Re: [PATCH bpf-next 0/5] bpf: BPF specific memory allocator.

linux-mm.kvack.org archive mirror
 help / color / mirror / Atom feed

From: Shakeel Butt <shakeelb@google.com>
To: Alexei Starovoitov <alexei.starovoitov@gmail.com>
Cc: Michal Hocko <mhocko@suse.com>,
	Matthew Wilcox <willy@infradead.org>,
	 Christoph Hellwig <hch@infradead.org>,
	davem@davemloft.net, daniel@iogearbox.net,  andrii@kernel.org,
	tj@kernel.org, kafai@fb.com, bpf@vger.kernel.org,
	 kernel-team@fb.com, linux-mm@kvack.org,
	Christoph Lameter <cl@linux.com>,
	 Pekka Enberg <penberg@kernel.org>,
	David Rientjes <rientjes@google.com>,
	 Joonsoo Kim <iamjoonsoo.kim@lge.com>,
	Andrew Morton <akpm@linux-foundation.org>,
	 Vlastimil Babka <vbabka@suse.cz>
Subject: Re: [PATCH bpf-next 0/5] bpf: BPF specific memory allocator.
Date: Fri, 8 Jul 2022 21:55:36 +0000	[thread overview]
Message-ID: <20220708215536.pqclxdqvtrfll2y4@google.com> (raw)
In-Reply-To: <20220708174858.6gl2ag3asmoimpoe@macbook-pro-3.dhcp.thefacebook.com>

On Fri, Jul 08, 2022 at 10:48:58AM -0700, Alexei Starovoitov wrote:
> On Fri, Jul 08, 2022 at 03:41:47PM +0200, Michal Hocko wrote:
> > On Wed 06-07-22 11:05:25, Alexei Starovoitov wrote:
> > > On Wed, Jul 06, 2022 at 06:55:36PM +0100, Matthew Wilcox wrote:
> > [...]
> > > > For example, I assume that a BPF program
> > > > has a fairly tight limit on how much memory it can cause to be allocated.
> > > > Right?
> > > 
> > > No. It's constrained by memcg limits only. It can allocate gigabytes.
> >  
> > I have very briefly had a look at the core allocator parts (please note
> > that my understanding of BPF is really close to zero so I might be
> > missing a lot of implicit stuff). So by constrained by memcg you mean
> > __GFP_ACCOUNT done from the allocation context (irq_work). The complete
> > gfp mask is GFP_ATOMIC | __GFP_NOMEMALLOC | __GFP_NOWARN | __GFP_ACCOUNT
> > which means this allocation is not allowed to sleep and GFP_ATOMIC
> > implies __GFP_HIGH to say that access to memory reserves is allowed.
> > Memcg charging code interprets this that the hard limit can be breached
> > under assumption that these are rare and will be compensated in some
> > way. The bulk allocator implemented here, however, doesn't reflect that
> > and continues allocating as it sees a success so the breach of the limit
> > is only bound by the number of objects to be allocated. If those can be
> > really large then this is a clear problem and __GFP_HIGH usage is not
> > really appropriate.
> 
> That was a copy paste from the networking stack. See kmalloc_reserve().
> Not sure whether it's a bug there or not.

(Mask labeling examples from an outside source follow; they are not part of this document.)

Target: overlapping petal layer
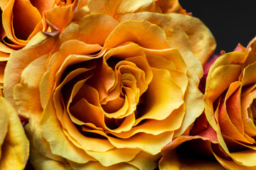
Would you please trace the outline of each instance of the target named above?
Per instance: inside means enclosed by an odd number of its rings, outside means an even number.
[[[29,119],[36,169],[154,169],[203,110],[198,59],[214,45],[204,25],[183,18],[206,31],[194,45],[199,30],[181,26],[182,14],[152,13],[159,7],[151,1],[127,11],[127,1],[110,1],[98,13],[97,1],[46,13],[55,33],[38,33],[7,64],[4,94]]]
[[[220,56],[207,77],[206,114],[222,147],[213,153],[230,169],[256,167],[255,44]]]
[[[28,159],[29,144],[15,110],[0,97],[0,168],[23,169]]]

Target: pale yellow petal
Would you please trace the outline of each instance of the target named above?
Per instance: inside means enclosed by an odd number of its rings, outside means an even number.
[[[21,123],[11,104],[0,98],[1,115],[9,119],[8,132],[1,144],[1,169],[23,169],[28,159],[29,143]],[[4,125],[3,125],[4,127]]]

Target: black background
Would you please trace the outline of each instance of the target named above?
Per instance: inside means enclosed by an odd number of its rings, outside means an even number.
[[[256,35],[256,0],[179,0],[181,6],[200,18],[217,42],[215,54],[233,51]]]

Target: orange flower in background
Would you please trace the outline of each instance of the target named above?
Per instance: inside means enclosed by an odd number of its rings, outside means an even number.
[[[4,0],[0,1],[0,86],[9,54],[21,49],[37,33],[46,30],[44,11],[73,1]]]
[[[28,118],[31,163],[154,169],[203,112],[198,85],[214,38],[198,19],[162,14],[152,1],[76,8],[48,12],[55,33],[38,33],[6,65],[4,96]]]
[[[256,169],[256,41],[223,54],[210,69],[206,115],[217,132],[217,160],[229,169]]]
[[[0,97],[0,169],[24,169],[29,143],[15,110]]]

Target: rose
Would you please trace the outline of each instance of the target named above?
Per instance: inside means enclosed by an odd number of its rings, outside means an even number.
[[[160,169],[221,169],[216,161],[228,169],[255,168],[255,39],[247,48],[239,44],[206,65],[206,115],[196,119],[189,135],[163,148]]]
[[[157,8],[153,1],[98,1],[48,12],[64,21],[48,20],[60,34],[38,33],[8,62],[4,95],[28,118],[36,169],[154,169],[203,111],[195,55],[204,61],[214,48],[207,28],[189,16],[137,12]]]
[[[0,169],[23,169],[28,159],[29,143],[15,110],[0,97]]]
[[[253,39],[246,49],[238,45],[235,52],[223,54],[206,79],[206,114],[221,146],[213,153],[227,169],[256,167],[255,45]]]
[[[1,1],[0,86],[9,54],[23,48],[31,38],[48,27],[44,11],[56,6],[69,5],[73,1]]]

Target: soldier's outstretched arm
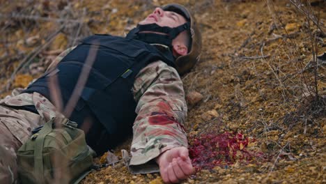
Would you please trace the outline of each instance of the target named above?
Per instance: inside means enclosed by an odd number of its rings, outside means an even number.
[[[184,128],[187,104],[177,71],[162,61],[152,63],[137,76],[133,91],[138,116],[133,126],[130,169],[134,173],[160,170],[166,183],[185,178],[193,168]],[[189,171],[182,170],[179,163]],[[168,171],[169,167],[172,170]]]

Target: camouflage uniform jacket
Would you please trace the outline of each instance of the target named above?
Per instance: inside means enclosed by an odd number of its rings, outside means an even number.
[[[61,53],[48,70],[55,67],[72,49]],[[172,148],[187,146],[183,127],[187,109],[183,82],[175,68],[158,61],[139,72],[132,91],[138,115],[133,125],[130,170],[134,174],[158,171],[153,158]],[[57,116],[53,108],[49,108],[53,105],[47,105],[51,104],[49,101],[38,96],[37,93],[22,93],[6,98],[2,102],[13,105],[18,100],[23,105],[34,105],[45,121]]]

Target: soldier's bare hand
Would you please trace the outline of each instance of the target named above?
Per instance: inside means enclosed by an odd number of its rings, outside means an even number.
[[[188,149],[176,147],[162,153],[156,160],[163,181],[176,183],[187,178],[194,172],[189,158]]]

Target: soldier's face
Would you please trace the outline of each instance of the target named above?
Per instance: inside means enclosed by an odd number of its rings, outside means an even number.
[[[164,11],[156,8],[154,12],[141,21],[141,25],[156,23],[160,26],[176,27],[186,23],[186,20],[180,14],[171,11]]]

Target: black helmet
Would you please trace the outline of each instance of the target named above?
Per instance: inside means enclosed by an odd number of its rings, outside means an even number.
[[[129,32],[126,38],[140,40],[148,43],[159,43],[168,46],[170,50],[172,50],[172,40],[180,33],[187,31],[191,36],[189,52],[187,55],[176,58],[172,63],[172,66],[182,75],[189,72],[199,60],[201,49],[201,33],[195,19],[185,6],[177,3],[170,3],[164,6],[162,8],[164,10],[172,11],[181,15],[186,19],[187,22],[173,28],[160,26],[155,23],[145,25],[139,24]],[[144,31],[161,32],[164,34],[148,33]]]
[[[196,63],[199,61],[201,49],[201,35],[194,17],[183,6],[178,3],[170,3],[162,7],[164,10],[175,12],[183,15],[190,22],[191,44],[189,52],[187,55],[178,57],[175,63],[180,75],[189,72]]]

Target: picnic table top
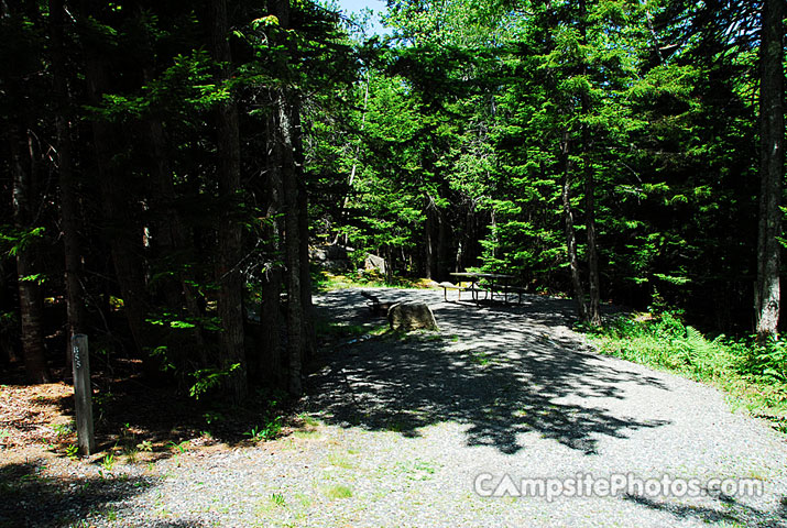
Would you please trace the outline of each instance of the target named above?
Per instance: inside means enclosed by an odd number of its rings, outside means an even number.
[[[455,277],[476,277],[476,278],[514,278],[513,275],[506,275],[503,273],[471,273],[471,272],[457,272],[457,273],[450,273],[449,275],[453,275]]]

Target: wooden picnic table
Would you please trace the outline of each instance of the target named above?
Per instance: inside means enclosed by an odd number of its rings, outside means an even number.
[[[484,299],[487,299],[487,292],[489,292],[490,300],[494,300],[495,292],[503,293],[503,301],[509,301],[509,280],[514,278],[514,275],[507,275],[504,273],[473,273],[473,272],[457,272],[449,274],[457,278],[464,278],[470,282],[470,286],[467,288],[455,287],[453,289],[459,289],[460,296],[461,292],[470,292],[473,300],[478,304],[478,295],[483,292]],[[487,280],[489,283],[487,288],[479,287],[480,280]],[[450,284],[450,283],[448,283]],[[446,293],[446,286],[444,286],[444,293]]]

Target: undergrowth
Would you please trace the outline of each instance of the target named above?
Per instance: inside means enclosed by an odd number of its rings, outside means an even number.
[[[621,317],[602,329],[586,330],[601,353],[719,386],[787,433],[787,341],[710,339],[670,311],[653,318]]]
[[[394,275],[386,277],[375,271],[358,271],[347,275],[320,271],[311,274],[311,284],[316,293],[347,288],[426,288],[429,280]]]

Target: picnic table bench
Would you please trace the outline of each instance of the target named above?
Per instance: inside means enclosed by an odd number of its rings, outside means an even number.
[[[488,296],[490,300],[494,300],[495,294],[503,295],[503,301],[509,302],[509,294],[517,294],[517,304],[522,304],[522,294],[525,293],[525,288],[521,286],[510,286],[509,279],[514,278],[513,275],[506,275],[502,273],[451,273],[452,276],[458,278],[467,278],[470,280],[470,286],[455,286],[451,283],[440,283],[442,287],[444,297],[448,300],[448,290],[457,289],[458,297],[457,300],[461,300],[462,292],[471,292],[473,300],[479,302],[479,294],[483,292],[483,299],[487,300]],[[481,280],[487,284],[479,285]]]
[[[449,283],[448,280],[439,283],[439,285],[442,288],[442,297],[448,300],[448,290],[449,289],[456,289],[457,290],[457,300],[462,300],[462,292],[470,292],[470,295],[476,298],[476,295],[479,293],[483,292],[484,293],[484,299],[487,298],[487,290],[481,289],[479,287],[474,287],[472,284],[470,286],[462,286],[461,284],[453,284]]]

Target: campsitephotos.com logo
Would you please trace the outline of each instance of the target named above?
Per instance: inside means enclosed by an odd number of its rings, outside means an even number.
[[[482,497],[704,497],[709,495],[762,496],[764,483],[757,479],[676,479],[670,475],[642,479],[633,473],[595,477],[577,473],[566,479],[535,477],[515,480],[509,474],[480,473],[473,491]]]

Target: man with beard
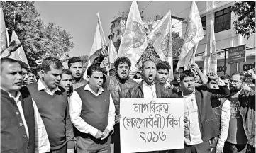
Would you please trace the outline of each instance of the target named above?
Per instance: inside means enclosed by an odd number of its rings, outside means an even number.
[[[28,69],[28,81],[27,84],[31,84],[35,82],[35,74],[33,73],[32,69]]]
[[[67,65],[73,76],[72,90],[87,84],[87,81],[84,80],[82,75],[82,61],[79,57],[69,59]]]
[[[211,101],[212,99],[227,97],[230,91],[217,74],[210,73],[208,77],[216,81],[219,89],[208,89],[206,86],[195,86],[194,74],[184,71],[180,76],[183,91],[179,97],[187,98],[184,102],[184,147],[177,152],[208,153],[209,140],[220,135],[218,118],[215,115]]]
[[[35,101],[49,137],[51,152],[74,153],[73,125],[67,91],[59,86],[62,65],[55,57],[42,62],[42,76],[37,83],[28,85]]]
[[[64,69],[62,74],[61,80],[60,81],[60,86],[67,91],[68,99],[72,92],[72,81],[73,77],[71,72],[68,69]]]
[[[248,71],[255,84],[255,74]],[[255,91],[245,90],[245,74],[236,72],[230,79],[230,120],[224,152],[255,152]],[[249,151],[250,150],[250,151]]]
[[[105,57],[104,55],[106,54],[102,52],[99,57],[96,58],[94,64],[99,66]],[[137,85],[137,83],[129,77],[130,65],[130,60],[126,57],[118,57],[114,62],[116,75],[105,75],[106,81],[104,86],[110,91],[116,108],[116,125],[114,125],[114,133],[111,135],[111,143],[114,143],[115,153],[120,153],[120,98],[126,98],[128,91]]]
[[[177,93],[177,89],[174,88],[173,86],[169,84],[167,81],[169,76],[169,71],[171,69],[171,66],[169,64],[166,62],[160,62],[157,64],[157,75],[155,76],[155,80],[159,83],[159,84],[165,86],[165,88],[172,93]]]
[[[222,80],[222,79],[221,79]],[[224,82],[225,83],[225,82]],[[207,86],[209,89],[219,89],[216,81],[208,78]],[[229,120],[230,113],[230,105],[228,99],[222,98],[212,99],[211,106],[214,114],[218,118],[218,125],[220,125],[221,135],[211,140],[211,153],[223,152],[224,142],[228,137]]]

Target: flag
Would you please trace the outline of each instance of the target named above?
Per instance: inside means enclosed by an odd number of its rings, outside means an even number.
[[[4,12],[3,8],[0,8],[0,16],[1,16],[1,52],[4,50],[7,47],[7,38],[6,38],[6,23],[4,21]]]
[[[137,2],[133,1],[118,54],[130,60],[132,74],[137,71],[136,62],[148,46],[145,32]]]
[[[217,51],[215,41],[214,26],[212,20],[211,20],[210,26],[210,35],[208,37],[207,44],[203,55],[203,60],[204,61],[203,72],[204,75],[206,75],[209,72],[217,73]]]
[[[155,50],[162,61],[167,61],[171,66],[169,79],[173,79],[172,14],[169,11],[148,35],[149,43],[152,43]]]
[[[108,54],[109,54],[109,65],[110,68],[113,68],[113,63],[115,60],[117,59],[117,52],[116,50],[116,47],[113,44],[112,38],[110,38],[110,44],[108,47]]]
[[[84,79],[86,79],[87,76],[87,72],[88,67],[92,64],[94,59],[101,54],[101,51],[102,50],[102,48],[106,46],[106,42],[105,39],[104,33],[102,29],[101,23],[99,18],[99,13],[98,13],[96,15],[98,17],[98,23],[96,27],[94,43],[92,44],[90,56],[89,57],[88,65],[83,76]]]
[[[184,69],[189,69],[190,63],[194,63],[194,57],[198,43],[203,38],[204,30],[199,12],[196,2],[193,1],[187,19],[186,33],[182,52],[179,56],[177,71],[179,67],[183,66],[184,67]]]
[[[14,30],[13,30],[13,33],[11,34],[11,42],[13,42],[13,41],[17,41],[19,43],[21,43],[21,42],[18,38],[18,35],[15,33]],[[11,58],[16,60],[22,61],[22,62],[25,62],[26,64],[27,64],[29,67],[27,57],[26,56],[23,47],[22,46],[18,47],[15,52],[11,52]]]

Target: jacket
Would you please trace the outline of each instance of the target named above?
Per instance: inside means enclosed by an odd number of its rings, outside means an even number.
[[[253,81],[255,84],[255,81]],[[242,89],[238,95],[240,113],[243,118],[243,125],[248,139],[248,144],[254,148],[255,144],[255,91]]]
[[[143,98],[143,81],[142,81],[137,86],[130,89],[126,94],[126,98]],[[174,94],[172,91],[168,92],[167,90],[162,85],[155,83],[155,91],[157,98],[175,98],[178,97],[177,94]]]
[[[230,91],[227,86],[219,86],[219,89],[208,89],[206,85],[196,86],[196,99],[202,125],[201,138],[204,142],[220,135],[219,119],[213,113],[211,101],[213,99],[228,97]],[[182,91],[177,93],[182,97]]]
[[[137,85],[133,79],[128,78],[125,82],[121,83],[117,76],[105,76],[106,82],[104,87],[111,93],[116,108],[116,114],[119,114],[120,98],[126,98],[128,90]]]

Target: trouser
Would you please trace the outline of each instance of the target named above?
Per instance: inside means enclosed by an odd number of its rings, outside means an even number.
[[[176,153],[210,153],[211,146],[208,141],[194,144],[184,144],[184,149],[176,150]]]
[[[77,137],[77,153],[111,153],[110,137],[104,140],[96,139],[92,136]]]
[[[224,153],[245,153],[245,147],[246,144],[238,144],[225,142],[223,152]]]
[[[62,147],[60,148],[57,150],[51,150],[48,153],[67,153],[67,145],[65,144]]]

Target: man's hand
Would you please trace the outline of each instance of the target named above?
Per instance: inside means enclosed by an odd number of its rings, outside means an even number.
[[[108,129],[106,128],[104,132],[103,133],[104,137],[102,137],[101,140],[104,140],[106,137],[107,137],[109,135],[109,132],[110,131],[108,130]]]
[[[7,47],[7,50],[9,52],[15,52],[19,47],[21,47],[21,43],[18,41],[12,41],[10,45]]]
[[[73,149],[67,149],[67,153],[74,153],[74,150]]]
[[[104,57],[107,57],[108,55],[108,48],[106,46],[104,47],[105,48],[103,48],[101,54],[104,56]]]
[[[184,119],[183,119],[183,121],[184,121],[185,123],[187,123],[189,121],[189,120],[187,119],[187,117],[184,116]]]
[[[216,153],[223,153],[223,148],[221,148],[220,147],[216,146]]]
[[[213,80],[217,81],[218,79],[218,76],[215,72],[210,72],[207,74],[207,76]]]
[[[116,124],[120,122],[120,119],[122,117],[121,116],[120,114],[118,114],[118,115],[115,115],[115,123]]]
[[[103,137],[104,135],[103,135],[103,132],[100,130],[98,130],[97,133],[95,135],[95,138],[100,139]]]

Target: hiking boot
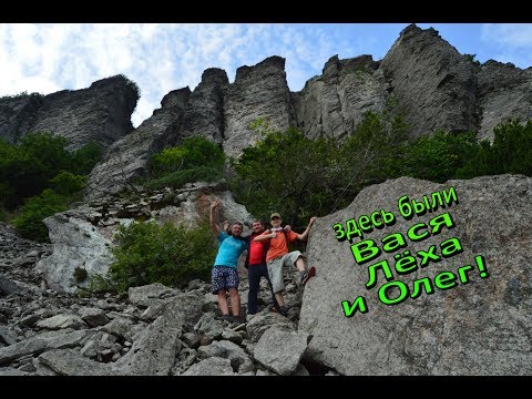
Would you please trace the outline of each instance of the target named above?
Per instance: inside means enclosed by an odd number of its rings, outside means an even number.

kmalloc_reserve() is good. Most of calls to kmalloc_reserve() are for
skbs and we don't use __GFP_ACCOUNT for skbs. Actually skbs are charged
to memcg through a separate interface (i.e. mem_cgroup_charge_skmem())

> In a separate thread we've agreed to convert all of bpf allocations
> to GFP_NOWAIT. For this patch set I've already fixed it in my branch.
> 
> > Also, I do not see any tracking of the overall memory sitting in these
> > pools and I think this would be really appropriate. As there doesn't
> > seem to be any reclaim mechanism implemented this can hide quite some
> > unreachable memory.
> > 
> > Finally it is not really clear to what kind of entity is the life time
> > of these caches bound to. Let's say the system goes OOM, is any process
> > responsible for it and a clean up would be done if it gets killed?
> 
> We've been asking these questions for years and have been trying to
> come up with a solution.
> bpf progs are not analogous to user space processes. 
> There are bpf progs that function completely without user space component.
> bpf progs are pretty close to be full featured kernel modules with
> the difference that bpf progs are safe, portable and users have
> full visibility into them (source code, line info, type info, etc)
> They are not binary blobs unlike kernel modules.
> But from OOM perspective they're pretty much like .ko-s.
> Which kernel module would you force unload when system is OOMing ?
> Force unloading ko-s will likely crash the system.
> Force unloading bpf progs maybe equally bad. The system won't crash,
> but it may be a sorrow state. The bpf could have been doing security
> enforcement or network firewall or providing key insights to critical
> user space components like systemd or health check daemon.
> We've been discussing ideas on how to rank and auto cleanup
> the system state when progs have to be unloaded. Some sort of
> destructor mechanism. Fingers crossed we will have it eventually.
> bpf infra keeps track of everything, of course.
> Technically we can detach, unpin and unload everything and all memory
> will be returned back to the system.
> Anyhow not a new problem. Orthogonal to this patch set.
> bpf progs have been doing memory allocation from day one. 8 years ago.
> This patch set is trying to make it 100% safe.
> Currently it's 99% safe.

Most probably Michal's comment was on free objects sitting in the caches
(also pointed out by Yosry). Should we drain them on memory pressure /
OOM or should we ignore them as the amount of memory is not significant?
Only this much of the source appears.